To bridge the gap between rewriting emails and deploying autonomous systems, the speaker introduced the concept of “Minimum Viable Autonomy” (MVA), a spin on the old product-design principle of minimum viable product, or most market-ready prototype. This approach encourages leaders to stop treating AI like a chatbot requiring “perfect 18-page prompts” and start treating it as goal-oriented software.

“We are no longer giving step-by-step perfect instructions … we are going to provide goals and boundaries and rules and AI systems are going to work from the goal backwards,” the speaker explained.

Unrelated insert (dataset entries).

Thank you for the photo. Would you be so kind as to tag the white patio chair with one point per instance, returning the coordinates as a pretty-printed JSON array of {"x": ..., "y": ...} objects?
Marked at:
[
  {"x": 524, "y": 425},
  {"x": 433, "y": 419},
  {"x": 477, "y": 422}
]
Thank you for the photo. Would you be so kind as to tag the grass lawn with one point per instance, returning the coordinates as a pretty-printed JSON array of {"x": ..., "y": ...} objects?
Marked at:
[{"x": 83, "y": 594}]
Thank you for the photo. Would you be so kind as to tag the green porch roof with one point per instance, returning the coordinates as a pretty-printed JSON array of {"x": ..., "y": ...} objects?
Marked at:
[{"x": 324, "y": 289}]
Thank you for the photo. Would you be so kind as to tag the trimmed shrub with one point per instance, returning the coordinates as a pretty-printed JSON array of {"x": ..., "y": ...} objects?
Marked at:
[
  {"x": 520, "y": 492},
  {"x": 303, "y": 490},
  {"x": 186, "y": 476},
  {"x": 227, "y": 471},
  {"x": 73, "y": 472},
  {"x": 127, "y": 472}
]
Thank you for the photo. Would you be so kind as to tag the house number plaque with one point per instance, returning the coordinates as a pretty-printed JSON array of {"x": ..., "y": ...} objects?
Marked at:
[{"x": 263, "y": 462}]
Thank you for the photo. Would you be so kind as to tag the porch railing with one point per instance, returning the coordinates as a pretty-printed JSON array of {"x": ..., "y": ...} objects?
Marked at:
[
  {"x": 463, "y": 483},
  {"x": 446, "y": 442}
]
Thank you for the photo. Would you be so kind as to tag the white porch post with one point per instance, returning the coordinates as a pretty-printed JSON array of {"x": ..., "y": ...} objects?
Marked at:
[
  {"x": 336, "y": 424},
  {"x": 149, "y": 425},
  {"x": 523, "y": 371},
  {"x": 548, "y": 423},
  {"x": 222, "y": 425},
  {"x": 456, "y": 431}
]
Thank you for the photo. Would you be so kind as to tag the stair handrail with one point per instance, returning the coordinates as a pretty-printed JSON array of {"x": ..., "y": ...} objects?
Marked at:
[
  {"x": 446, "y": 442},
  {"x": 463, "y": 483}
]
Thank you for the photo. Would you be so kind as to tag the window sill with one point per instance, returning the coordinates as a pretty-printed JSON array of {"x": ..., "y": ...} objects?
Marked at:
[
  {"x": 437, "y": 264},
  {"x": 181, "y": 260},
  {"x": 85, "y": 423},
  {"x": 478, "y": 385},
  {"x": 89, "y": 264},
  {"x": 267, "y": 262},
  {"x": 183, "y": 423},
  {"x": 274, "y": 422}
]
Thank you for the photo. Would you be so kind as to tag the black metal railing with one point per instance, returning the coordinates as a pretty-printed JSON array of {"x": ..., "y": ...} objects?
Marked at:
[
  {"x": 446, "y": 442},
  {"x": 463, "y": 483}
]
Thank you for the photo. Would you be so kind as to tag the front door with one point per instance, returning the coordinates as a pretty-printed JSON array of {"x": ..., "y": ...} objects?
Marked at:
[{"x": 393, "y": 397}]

To operationalize this safely, the forecast suggested implementing “agent protocols”—strict guidelines that group tasks into categories: “always do,” “please ask first,” and “never do.” The speaker recommended a risk distribution portfolio for these agents: 70% on low-risk tasks, 20% on complex cross-department tasks, and 10% on strategic tasks that fundamentally change organizational structure.

The Warning for the Next Decade

The presentation concluded with aggressive predictions for the immediate future. The speaker forecasted that within months, AI will be capable of working autonomously for over eight hours uninterrupted. Furthermore, as costs drop, companies will move from single queries to running hundreds of thousands of simulations for every market launch.

However, these advancements come with a caveat for legacy-minded leadership. The veteran closed with a reminder that evaluating whether AI is “good or not” is the new essential product requirement.

“AI is not just a tool,” Miller concluded, “and the organizations who continue to treat it like one are going to wonder over the next decade what happened.”